Soweit, so gut. sendeAnforderung() und erhalteDaten() habe ich jetzt nur pseudohaft eingefügt. Steht quasi in Wirklichkeit mehr da. Die Datei wird zum Client auch erfolgreich übertragen, liegt damit auf dem Client auf HDD bereit.

Nun aber das Problem: Ich schließe sowohl die Streams, als auch den Socket. Trotzdem erhalte ich dannach, wenn ich die entsprechende Datei öffnen möchte in etwa meist folgenden Aufruffehler: "Zugriff verweigert, Datei wird an einer anderen Stelle aktuell genutzt." Die Datei ist somit in irgendeiner Form noch offen. Bei Textdateien tritt der Fehler z.B. nicht auf, vermutlich weil intern eine Kopie angelegt und geöffnet wird. Office-Dateien hingegen melden den Fehler, PDF ebenso. Ich ging davon aus, dass nachdem ich mit close() alle Stream und den Socket getrennt habe, Zugriff besteht, dem ist nicht so. Schließe ich das Programm, dann kann ohne Probleme die Datei auf der Festplatte öffnen. Woran kann es liegen???

Danke im voraus.
Grüße, Marcus


----------



## Gelöschtes Mitglied 5909 (15. Jul 2008)

wenn ich mich nicht täusch is das ein windoof problem, da windoof die sockets irgendwann mal automatisch schließt, nicht aber unbedingt wenn Socket#close aufgerufen wird.


----------



## TypusMensch (15. Jul 2008)

raiL hat gesagt.:
			
		

> wenn ich mich nicht täusch is das ein windoof problem, da windoof die sockets irgendwann mal automatisch schließt, nicht aber unbedingt wenn Socket#close aufgerufen wird.
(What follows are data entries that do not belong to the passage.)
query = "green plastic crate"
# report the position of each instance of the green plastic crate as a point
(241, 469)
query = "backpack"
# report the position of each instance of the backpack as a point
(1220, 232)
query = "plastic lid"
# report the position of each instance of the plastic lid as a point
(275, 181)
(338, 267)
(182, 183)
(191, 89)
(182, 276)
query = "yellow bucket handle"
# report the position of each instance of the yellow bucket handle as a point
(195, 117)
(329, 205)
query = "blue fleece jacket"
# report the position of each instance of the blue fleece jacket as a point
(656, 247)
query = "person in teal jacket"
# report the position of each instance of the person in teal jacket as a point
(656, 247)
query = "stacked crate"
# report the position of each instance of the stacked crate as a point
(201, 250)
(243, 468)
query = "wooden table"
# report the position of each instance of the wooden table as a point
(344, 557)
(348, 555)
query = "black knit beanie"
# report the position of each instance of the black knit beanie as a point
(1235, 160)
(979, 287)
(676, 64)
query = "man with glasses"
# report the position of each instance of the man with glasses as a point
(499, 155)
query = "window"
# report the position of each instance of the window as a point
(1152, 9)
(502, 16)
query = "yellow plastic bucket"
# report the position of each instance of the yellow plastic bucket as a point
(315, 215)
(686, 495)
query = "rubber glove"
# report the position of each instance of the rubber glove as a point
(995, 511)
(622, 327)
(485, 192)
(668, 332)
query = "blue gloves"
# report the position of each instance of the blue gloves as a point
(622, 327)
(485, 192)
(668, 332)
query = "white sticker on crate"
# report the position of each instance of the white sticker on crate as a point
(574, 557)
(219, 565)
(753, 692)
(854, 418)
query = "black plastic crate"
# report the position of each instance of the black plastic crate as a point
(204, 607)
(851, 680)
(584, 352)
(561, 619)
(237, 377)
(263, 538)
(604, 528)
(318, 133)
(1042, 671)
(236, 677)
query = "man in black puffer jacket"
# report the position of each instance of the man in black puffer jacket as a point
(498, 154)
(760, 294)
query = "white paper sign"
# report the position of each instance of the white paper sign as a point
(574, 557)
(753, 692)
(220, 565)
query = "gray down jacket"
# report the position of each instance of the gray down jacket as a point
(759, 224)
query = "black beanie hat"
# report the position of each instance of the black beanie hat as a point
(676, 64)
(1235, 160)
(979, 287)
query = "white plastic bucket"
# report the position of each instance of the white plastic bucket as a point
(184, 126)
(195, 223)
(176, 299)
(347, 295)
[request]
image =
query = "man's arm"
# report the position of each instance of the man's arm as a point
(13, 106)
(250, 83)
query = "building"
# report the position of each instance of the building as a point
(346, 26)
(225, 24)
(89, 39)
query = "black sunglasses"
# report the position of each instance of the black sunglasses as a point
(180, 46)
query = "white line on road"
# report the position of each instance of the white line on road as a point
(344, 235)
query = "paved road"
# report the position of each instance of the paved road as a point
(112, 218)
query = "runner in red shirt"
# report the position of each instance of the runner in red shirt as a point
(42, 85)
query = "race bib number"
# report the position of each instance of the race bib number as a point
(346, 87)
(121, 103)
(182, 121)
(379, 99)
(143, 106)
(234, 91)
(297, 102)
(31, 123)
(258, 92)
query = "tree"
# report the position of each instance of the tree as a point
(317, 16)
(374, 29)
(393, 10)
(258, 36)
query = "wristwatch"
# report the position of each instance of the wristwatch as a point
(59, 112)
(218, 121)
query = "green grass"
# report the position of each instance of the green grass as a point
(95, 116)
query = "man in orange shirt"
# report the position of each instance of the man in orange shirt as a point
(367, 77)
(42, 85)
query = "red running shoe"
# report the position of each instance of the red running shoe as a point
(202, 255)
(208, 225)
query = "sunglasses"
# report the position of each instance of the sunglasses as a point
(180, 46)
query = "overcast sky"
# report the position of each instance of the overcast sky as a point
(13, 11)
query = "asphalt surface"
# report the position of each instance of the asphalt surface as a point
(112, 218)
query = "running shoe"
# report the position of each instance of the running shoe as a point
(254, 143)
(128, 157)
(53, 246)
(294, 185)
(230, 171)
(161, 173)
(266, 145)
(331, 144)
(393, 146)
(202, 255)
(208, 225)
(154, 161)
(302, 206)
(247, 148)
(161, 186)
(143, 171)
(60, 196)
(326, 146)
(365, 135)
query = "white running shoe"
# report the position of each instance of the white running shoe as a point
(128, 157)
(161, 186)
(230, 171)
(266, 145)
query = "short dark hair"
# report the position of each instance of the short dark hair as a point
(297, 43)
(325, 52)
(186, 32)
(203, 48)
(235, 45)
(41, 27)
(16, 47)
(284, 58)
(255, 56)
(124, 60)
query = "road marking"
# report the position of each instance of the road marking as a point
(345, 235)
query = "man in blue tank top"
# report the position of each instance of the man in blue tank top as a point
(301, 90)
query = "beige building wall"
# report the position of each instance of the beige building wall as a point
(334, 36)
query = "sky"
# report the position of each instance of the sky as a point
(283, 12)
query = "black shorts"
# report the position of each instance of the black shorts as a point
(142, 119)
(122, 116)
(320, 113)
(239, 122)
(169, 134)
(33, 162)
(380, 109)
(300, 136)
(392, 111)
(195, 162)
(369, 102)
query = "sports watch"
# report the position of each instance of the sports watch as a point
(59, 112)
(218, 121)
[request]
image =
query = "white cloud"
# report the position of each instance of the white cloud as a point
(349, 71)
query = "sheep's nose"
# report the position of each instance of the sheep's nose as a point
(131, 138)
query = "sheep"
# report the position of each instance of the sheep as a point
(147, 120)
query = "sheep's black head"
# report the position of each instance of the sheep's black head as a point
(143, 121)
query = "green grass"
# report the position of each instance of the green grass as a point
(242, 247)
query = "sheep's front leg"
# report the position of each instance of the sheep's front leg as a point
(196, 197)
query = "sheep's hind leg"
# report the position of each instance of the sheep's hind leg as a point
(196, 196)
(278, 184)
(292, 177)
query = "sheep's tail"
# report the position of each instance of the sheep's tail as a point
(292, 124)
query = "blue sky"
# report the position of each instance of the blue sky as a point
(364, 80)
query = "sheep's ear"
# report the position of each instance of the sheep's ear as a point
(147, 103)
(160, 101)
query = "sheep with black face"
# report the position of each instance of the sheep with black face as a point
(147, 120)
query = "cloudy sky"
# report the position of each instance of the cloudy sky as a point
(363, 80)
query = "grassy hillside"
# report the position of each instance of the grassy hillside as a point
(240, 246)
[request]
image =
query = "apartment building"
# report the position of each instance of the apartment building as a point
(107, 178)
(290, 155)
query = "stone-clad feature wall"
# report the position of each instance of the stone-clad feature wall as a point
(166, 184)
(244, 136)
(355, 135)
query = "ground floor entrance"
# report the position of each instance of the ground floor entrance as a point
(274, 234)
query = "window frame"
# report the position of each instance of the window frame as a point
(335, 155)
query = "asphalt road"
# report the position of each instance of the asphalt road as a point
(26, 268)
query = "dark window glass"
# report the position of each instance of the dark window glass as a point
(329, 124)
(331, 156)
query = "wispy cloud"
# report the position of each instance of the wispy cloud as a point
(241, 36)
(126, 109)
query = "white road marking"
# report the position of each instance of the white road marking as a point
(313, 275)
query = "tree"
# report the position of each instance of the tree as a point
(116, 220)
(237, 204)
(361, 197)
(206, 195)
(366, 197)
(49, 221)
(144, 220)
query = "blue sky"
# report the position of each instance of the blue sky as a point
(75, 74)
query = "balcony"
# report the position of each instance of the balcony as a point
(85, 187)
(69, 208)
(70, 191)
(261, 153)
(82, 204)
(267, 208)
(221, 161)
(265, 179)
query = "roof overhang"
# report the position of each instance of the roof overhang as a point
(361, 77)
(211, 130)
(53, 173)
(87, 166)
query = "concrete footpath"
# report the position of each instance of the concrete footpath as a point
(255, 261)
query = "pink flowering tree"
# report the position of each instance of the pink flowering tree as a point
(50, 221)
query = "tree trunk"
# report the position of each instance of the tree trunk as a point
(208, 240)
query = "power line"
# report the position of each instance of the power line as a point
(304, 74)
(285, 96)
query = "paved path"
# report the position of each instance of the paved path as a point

Hmmm, "irgendwann" schließe ich mal aus. Wie bereits erwähnt, sobald ich das Programm schließe lässt sich die Datei unverzüglich danach öffnen. Außerdem verliert die Methode dann ja jeglichen Sinn. Vielleicht kann man das ja in irgendeiner Form "erzwingen".

Hint: Mir ist daher auch der Sinn nach file.canExecute() nicht ganz klar, da wie mir scheint, sich die Datei ja nicht wirklich fehlerfrei aufrufen lässt, dennoch hier ein true zurückgegeben wird....


----------



## tuxedo (15. Jul 2008)

Bist du sicher dass du auch den Stream ins Dateisystem geschlossen hast? Der Netzwerkstream hat ja nur indirekt was mit dem Filestream zu tun.

- Alex


----------



## TypusMensch (27. Jul 2008)

Tatsache. Hab hier eine Klasse ByteStream von René Nyffenegger  verwendet. Link: http://www.adp-gmbh.ch/blog/2004/november/15.html

In der Methode toFile(InputStream ins, File file, int len) fehlt ein fos.close();

Danke für die Anregung.


----------



## musiKk (27. Jul 2008)

TypusMensch hat gesagt.:
			
		

> Hint: Mir ist daher auch der Sinn nach file.canExecute() nicht ganz klar, da wie mir scheint, sich die Datei ja nicht wirklich fehlerfrei aufrufen lässt, dennoch hier ein true zurückgegeben wird....



Wieso hint?

canExecute() prueft nur die Rechte. In z. B. UNIX-Dateisystemen hat jede Datei diverse Flags. Wenn das execute-Flag nicht gesetzt ist, kann die Datei nicht ausgefuehrt werden.


----------



## TypusMensch (27. Jul 2008)

Ja, aber ich dachte, dass dieses Flag ggf. gesetzt wird (evl. auch unter Windows), wenn sich die Datei bereits in Ausführung befindet...


----------



## musiKk (27. Jul 2008)

Nein, das Flag sitzt nicht im Betriebssystem, sondern im Dateisystem. Windows kann damit gar nicht umgehen, da kann man ja eh alles ausfuehren. Hauptsache .exe steht hinten.


----------